Frank Sinatra famously sang a version of his hit single He’s Got High Hopes in support of John F Kennedy during the Democratic presidential candidate’s successful bid for the White House back in 1960.

In what was probably one of the most snappy political campaign songs ever, the late crooner’s association with JFK added to the politician’s image of one that represented a desire for change in a mood similar to that Tony Blair managed to home in on to an extent after his election as Labour leader in 1994 with the Cool Britannia movement.

Tonight, as Labour’s four candidates to succeed Ed Miliband go head-to-head in a televised debate in the aftermath of the wreckage that was May’s general election for the party, there are many of its supporters who would happily take a pre-Iraq war and mid-1990s Tony Blair if it meant there was a chance of ousting the Tories in 2020.

There is very little sign of “high hopes” as things stand among Labour members and such is the lack of enthusiasm for the four leadership candidates – Andy Burnham, Yvette Cooper, Liz Kendall and Jeremy Corbyn – that senior figures in the party are openly calling for the winner of the contest to face a vote of no confidence if three years down the line the leader looks like they could lose in 2020.

There’s no glossing over the scale and shock of Labour’s defeat on 7 May as many have said in the weeks that have followed the election and doubtless will say again, but the holding of tonight’s leadership debate does perhaps offers a glimmer of hope.

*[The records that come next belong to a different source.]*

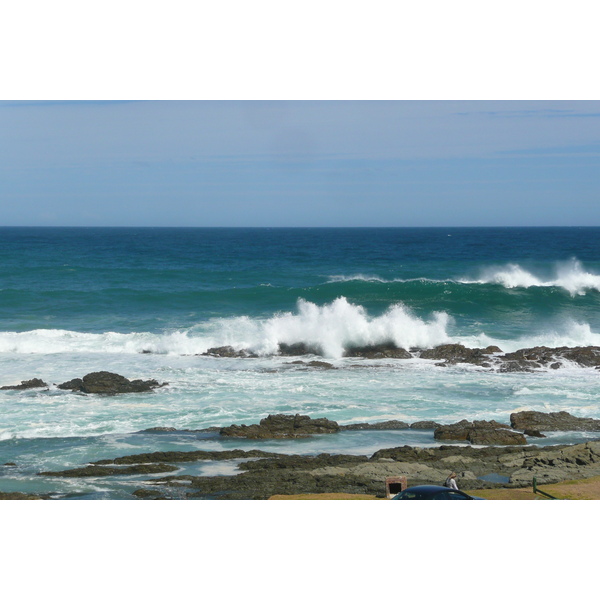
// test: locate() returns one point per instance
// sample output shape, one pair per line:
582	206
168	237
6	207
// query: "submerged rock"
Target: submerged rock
228	352
103	382
282	426
298	349
387	350
26	385
101	471
457	353
385	425
480	433
557	421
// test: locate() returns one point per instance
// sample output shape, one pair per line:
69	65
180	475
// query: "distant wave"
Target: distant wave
570	276
333	327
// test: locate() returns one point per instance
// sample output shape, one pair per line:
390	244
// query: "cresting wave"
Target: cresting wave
332	327
570	276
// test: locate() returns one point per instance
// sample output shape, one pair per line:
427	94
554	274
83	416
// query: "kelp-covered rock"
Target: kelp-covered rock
299	349
104	382
425	425
26	385
282	426
375	351
101	471
457	353
480	433
557	421
228	352
391	425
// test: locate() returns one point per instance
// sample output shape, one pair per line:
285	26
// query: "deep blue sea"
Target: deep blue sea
146	302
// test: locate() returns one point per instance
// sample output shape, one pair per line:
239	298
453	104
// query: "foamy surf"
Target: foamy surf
571	276
332	328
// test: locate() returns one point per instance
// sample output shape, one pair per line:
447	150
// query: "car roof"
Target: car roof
426	488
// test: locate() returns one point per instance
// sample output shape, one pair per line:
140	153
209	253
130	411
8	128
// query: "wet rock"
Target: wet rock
479	433
228	352
159	430
103	382
19	496
557	421
425	425
101	471
518	366
282	426
175	456
457	353
375	351
298	349
385	425
145	494
73	384
533	433
26	385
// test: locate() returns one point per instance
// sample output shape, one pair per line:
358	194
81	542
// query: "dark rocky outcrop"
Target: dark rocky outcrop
480	433
19	496
103	382
425	425
557	421
191	456
101	471
375	351
298	349
385	425
282	426
228	352
26	385
457	353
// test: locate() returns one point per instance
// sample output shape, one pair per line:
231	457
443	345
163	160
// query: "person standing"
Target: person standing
451	481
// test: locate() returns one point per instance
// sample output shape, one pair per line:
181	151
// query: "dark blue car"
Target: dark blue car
433	492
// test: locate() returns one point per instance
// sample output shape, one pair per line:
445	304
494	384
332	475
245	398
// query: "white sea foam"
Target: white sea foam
570	276
330	327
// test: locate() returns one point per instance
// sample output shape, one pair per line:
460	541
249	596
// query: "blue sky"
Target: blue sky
304	163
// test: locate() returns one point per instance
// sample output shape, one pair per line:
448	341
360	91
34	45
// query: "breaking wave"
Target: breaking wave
332	328
570	276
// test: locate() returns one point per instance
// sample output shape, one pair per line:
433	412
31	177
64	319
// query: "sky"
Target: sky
302	163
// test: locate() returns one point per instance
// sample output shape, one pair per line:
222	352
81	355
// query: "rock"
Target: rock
282	426
298	349
103	382
159	430
558	421
26	385
588	356
228	352
319	364
457	353
425	425
479	433
518	366
385	425
144	494
387	350
533	433
101	471
73	384
19	496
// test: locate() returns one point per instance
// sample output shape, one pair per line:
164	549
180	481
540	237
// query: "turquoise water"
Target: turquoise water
146	302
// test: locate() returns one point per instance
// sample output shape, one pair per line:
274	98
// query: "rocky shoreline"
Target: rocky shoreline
492	357
265	474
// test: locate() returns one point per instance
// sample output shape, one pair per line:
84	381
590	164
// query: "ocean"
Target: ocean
148	302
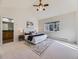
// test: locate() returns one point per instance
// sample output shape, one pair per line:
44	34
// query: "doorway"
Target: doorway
7	30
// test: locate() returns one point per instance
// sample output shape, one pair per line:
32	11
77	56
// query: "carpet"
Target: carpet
40	47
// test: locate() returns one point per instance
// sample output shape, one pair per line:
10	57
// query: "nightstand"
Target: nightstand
21	37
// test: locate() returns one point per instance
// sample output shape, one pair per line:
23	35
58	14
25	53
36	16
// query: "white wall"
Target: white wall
68	27
0	32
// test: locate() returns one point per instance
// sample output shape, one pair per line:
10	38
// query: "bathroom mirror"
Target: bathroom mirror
7	30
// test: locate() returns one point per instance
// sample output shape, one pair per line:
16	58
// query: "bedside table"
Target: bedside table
21	37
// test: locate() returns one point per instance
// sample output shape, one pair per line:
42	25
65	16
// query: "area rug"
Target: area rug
40	47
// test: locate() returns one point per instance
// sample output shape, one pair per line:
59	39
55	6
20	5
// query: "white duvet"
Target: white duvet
20	51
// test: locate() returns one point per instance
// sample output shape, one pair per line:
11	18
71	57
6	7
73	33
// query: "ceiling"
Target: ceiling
56	7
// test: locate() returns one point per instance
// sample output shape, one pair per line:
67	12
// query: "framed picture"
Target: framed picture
51	26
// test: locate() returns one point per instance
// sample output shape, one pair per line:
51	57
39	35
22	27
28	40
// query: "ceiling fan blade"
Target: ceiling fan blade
46	4
36	5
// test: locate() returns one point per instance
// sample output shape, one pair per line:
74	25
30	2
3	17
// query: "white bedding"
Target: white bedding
21	51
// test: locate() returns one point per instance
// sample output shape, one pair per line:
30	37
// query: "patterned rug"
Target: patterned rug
40	47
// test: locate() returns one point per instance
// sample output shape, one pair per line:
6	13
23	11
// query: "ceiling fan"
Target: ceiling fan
41	6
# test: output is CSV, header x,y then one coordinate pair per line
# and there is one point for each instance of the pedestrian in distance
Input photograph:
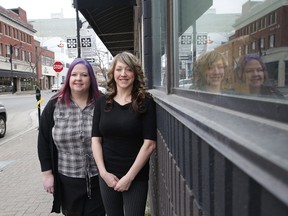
x,y
124,137
64,144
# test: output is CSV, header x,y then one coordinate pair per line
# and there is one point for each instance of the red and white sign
x,y
58,66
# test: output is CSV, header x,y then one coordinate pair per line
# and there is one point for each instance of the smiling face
x,y
215,74
254,73
79,81
123,76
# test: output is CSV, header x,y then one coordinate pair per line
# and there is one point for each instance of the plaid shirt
x,y
72,136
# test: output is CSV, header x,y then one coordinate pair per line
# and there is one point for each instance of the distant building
x,y
17,51
261,29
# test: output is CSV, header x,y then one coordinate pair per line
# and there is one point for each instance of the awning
x,y
112,20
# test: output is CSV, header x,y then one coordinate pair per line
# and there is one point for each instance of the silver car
x,y
3,119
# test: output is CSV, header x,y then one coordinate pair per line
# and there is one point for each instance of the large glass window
x,y
217,52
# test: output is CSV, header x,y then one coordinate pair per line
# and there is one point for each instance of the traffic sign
x,y
58,66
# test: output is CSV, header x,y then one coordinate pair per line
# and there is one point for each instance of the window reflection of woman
x,y
209,71
253,76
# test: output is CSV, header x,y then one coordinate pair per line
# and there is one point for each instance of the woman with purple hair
x,y
64,144
253,77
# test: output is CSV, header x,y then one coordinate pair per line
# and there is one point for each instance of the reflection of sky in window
x,y
228,6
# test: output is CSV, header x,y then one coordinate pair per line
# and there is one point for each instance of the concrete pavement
x,y
21,190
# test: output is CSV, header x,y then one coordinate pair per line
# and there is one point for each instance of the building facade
x,y
17,51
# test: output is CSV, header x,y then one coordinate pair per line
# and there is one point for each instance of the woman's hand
x,y
110,179
48,181
123,184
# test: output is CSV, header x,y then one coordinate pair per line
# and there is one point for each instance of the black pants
x,y
75,201
128,203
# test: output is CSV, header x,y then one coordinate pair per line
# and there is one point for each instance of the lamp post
x,y
11,65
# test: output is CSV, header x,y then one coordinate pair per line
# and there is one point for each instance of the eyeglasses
x,y
251,70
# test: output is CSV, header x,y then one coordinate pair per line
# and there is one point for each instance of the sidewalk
x,y
21,191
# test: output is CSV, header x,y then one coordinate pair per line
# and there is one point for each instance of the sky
x,y
40,9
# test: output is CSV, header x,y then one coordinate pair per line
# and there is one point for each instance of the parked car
x,y
3,120
55,88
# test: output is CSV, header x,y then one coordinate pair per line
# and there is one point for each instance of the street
x,y
22,112
21,190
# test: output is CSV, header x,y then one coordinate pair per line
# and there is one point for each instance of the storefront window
x,y
217,53
159,50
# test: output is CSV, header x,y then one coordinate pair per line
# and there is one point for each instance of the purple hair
x,y
64,94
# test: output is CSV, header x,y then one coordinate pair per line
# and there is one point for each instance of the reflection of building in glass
x,y
261,29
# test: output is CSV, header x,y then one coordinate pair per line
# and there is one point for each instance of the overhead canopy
x,y
112,20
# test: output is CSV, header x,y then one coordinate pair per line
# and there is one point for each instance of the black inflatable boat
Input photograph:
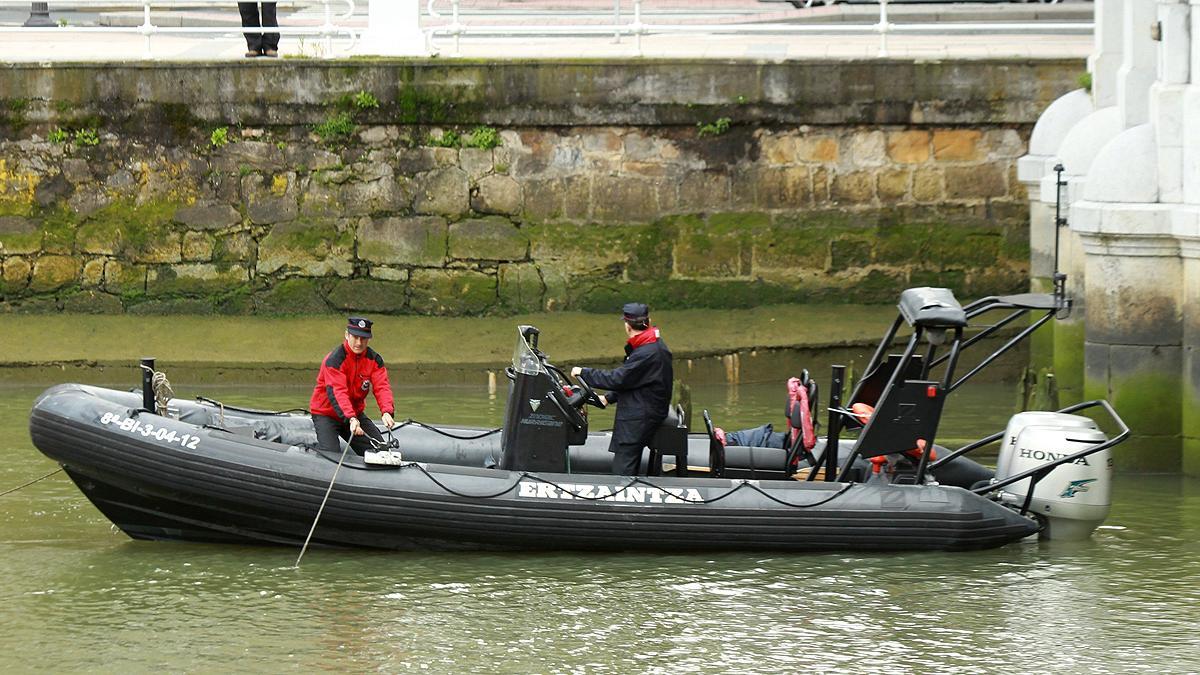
x,y
205,472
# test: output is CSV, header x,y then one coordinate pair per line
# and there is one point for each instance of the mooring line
x,y
31,482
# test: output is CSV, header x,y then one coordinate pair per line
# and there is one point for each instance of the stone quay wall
x,y
457,187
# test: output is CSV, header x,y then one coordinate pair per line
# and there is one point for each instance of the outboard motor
x,y
1030,418
539,422
1073,499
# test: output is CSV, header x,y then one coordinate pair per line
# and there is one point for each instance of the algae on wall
x,y
406,199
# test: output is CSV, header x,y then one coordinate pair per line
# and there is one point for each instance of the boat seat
x,y
671,438
931,308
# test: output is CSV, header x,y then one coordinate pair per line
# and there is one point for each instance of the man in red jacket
x,y
347,375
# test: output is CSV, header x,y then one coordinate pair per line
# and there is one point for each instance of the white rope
x,y
162,390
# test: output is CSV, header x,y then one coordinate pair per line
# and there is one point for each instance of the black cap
x,y
635,312
359,326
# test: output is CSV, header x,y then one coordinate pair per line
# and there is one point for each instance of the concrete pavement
x,y
17,46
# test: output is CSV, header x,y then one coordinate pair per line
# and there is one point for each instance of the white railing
x,y
327,30
636,28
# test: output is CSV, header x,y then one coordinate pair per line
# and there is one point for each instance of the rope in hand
x,y
436,430
31,482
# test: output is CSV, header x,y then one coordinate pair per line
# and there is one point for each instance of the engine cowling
x,y
1075,497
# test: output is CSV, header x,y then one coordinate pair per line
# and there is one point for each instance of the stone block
x,y
1003,144
293,297
544,199
256,154
19,234
487,239
312,249
318,198
958,144
778,149
851,189
521,288
453,292
789,187
419,240
77,171
52,273
443,191
822,149
865,149
822,178
16,274
718,248
171,306
604,141
623,199
369,296
795,248
383,196
124,279
909,147
928,185
195,279
208,215
849,254
497,195
93,273
475,161
93,302
976,181
159,248
575,196
412,161
53,189
893,185
197,246
705,191
88,199
233,246
582,249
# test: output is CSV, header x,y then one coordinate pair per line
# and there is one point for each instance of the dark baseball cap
x,y
359,326
635,311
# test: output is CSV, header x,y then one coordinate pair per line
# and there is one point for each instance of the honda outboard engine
x,y
1074,497
539,422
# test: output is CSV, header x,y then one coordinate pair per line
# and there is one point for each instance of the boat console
x,y
545,413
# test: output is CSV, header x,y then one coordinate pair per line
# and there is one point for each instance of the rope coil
x,y
162,390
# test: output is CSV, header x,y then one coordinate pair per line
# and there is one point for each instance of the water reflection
x,y
82,597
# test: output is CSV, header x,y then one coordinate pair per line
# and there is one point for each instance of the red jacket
x,y
346,378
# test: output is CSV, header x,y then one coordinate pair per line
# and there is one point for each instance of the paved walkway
x,y
221,45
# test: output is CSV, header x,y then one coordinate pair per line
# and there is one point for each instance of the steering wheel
x,y
589,394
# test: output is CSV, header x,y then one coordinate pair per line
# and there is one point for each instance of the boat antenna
x,y
1060,279
319,511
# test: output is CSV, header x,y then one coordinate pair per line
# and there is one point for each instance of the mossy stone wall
x,y
271,189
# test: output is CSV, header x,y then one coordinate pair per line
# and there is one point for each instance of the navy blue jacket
x,y
641,388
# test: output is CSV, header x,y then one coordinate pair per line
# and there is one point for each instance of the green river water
x,y
78,596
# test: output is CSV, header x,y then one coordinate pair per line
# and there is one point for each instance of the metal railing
x,y
328,30
636,28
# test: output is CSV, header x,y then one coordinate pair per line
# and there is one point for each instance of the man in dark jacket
x,y
339,400
641,388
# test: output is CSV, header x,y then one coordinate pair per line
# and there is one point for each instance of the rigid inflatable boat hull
x,y
231,488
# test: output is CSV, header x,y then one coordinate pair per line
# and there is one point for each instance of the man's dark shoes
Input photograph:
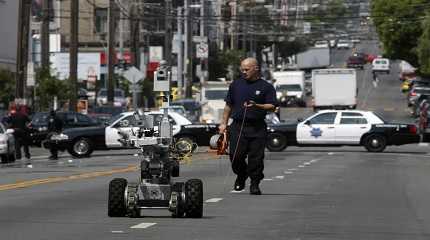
x,y
254,189
239,184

Labour’s three leadership hopefuls face each other at a TV studio in Nuneaton – a key marginal Midlands swing seats the party needed to win if it was to have any chance of forming a government last month, but failed to do so.

Rather than simply making their case in front of a handpicked pro-Labour audience, Mr Burnham, Ms Cooper, Ms Kendall and Mr Corbyn are appearing before a cross-section of people picked by the BBC, many of who rejected the party on 7 May,

Labour is doing the same at two other televised hustings by holding the set-piece events in Stevenage and Swindon – again two key marginal seats the party failed to take on 7 May, but which it needs to take from the Tories if it is to win in 2020.

Of course Labour’s detractors will dismiss such moves as cheap gimmicks, but it’s worth pointing out that, at the very minimum, the party is at least not simply talking to itself and is attempting to engage with those who rejected it on 7 May.

It’s difficult to think of the last time Labour made similar overtures to the section of the electorate that voted against it.

Certainly after the 2010 election there were no moves on that scale by the party and even in 1992, after Neil Kinnock presided over Labour’s fourth successive defeat, the leadership contest between John Smith and Bryan Gould was not conducted in quite the same way.

Of course simply turning up for a leadership debate at a particular town where voters backed the Tories, will not automatically deliver a win for Labour in those areas in five years time.

It’s a very minimal and basic thing to do and clearly does not encompass everything Labour needs to do to get itself back in the game, but it is something and suggests at the very least the party is not simply navel-gazing.

For the candidates, though, the stakes could not be higher. Shadow health secretary Mr Burnham looks to be the clear frontrunner with an overwhelming lead among Labour MPs.

With the leadership ballot conducted under a one person one vote system, Mr Burnham and the other established big name in the contest, Ms Cooper, will know that a strong TV showing will be a huge boost for them. It’s shadow care minister Liz Kendall who probably has most to gain though having emerged as a dark horse candidate as well as the great hope of the more Blairite wing of the party.

Ms Kendall’s policy prescription appears to be right out of the New Labour drawer, with a pitch that the party has to return to the centre ground if it is ever to have chance of winning again and that such an approach would deliver victories in key marginal constituencies currently held by the Tories.

Defeats of the sort Labour suffered on 7 May are a chastening experience for supporters of a party that thought and hoped they would never have to live through such an experience again and can make left-leaning members inclined to swallow a policy agenda they are uncomfortable with if they can be convinced it will help oust the Tories. Tony Blair’s remaking of Labour during his three years as opposition leader, with the jettisoning of all kinds of cherished “old Labour” policy stances, was a classic example of such a phenomenon.

That probably accounts for the positive reaction Ms Kendall has attracted in parts of the party, despite being little known outside Westminster.

But to get away with some of the positions Blair forced Labour to adopt, a politician needs awesome communication skills and it’s not yet clear whether Ms Kendall does or does not have such attributes.

A highly accomplished performance by Ms Kendall could catapult her into the lead due largely to the one member one vote nature of the contest, which means the most popular and TV friendly candidate stands a good chance of winning.

As for the left-wing candidate, Jeremy Corbyn, a politician who has devoted several decades in parliament to speaking up for social justice, to have a platform for his principled and justified opposition to making the less well off bear the brunt of austerity gives a voice to those who are so often silenced.

It cannot be not ruled out that a Corbyn-led Labour Party could fare well if the UK had a voting system of proportional representation where each vote counts equally and where a case for a different way of doing things could be made nationwide.

But given the nature of the UK’s first past the post electoral system and the fact that voters in a limited number of marginal constituencies often decide the outcome of an election, Labour members have little option but to go for whoever they believe is best placed to take seats from the Tories in 2020 if the party is to avoid further defeats.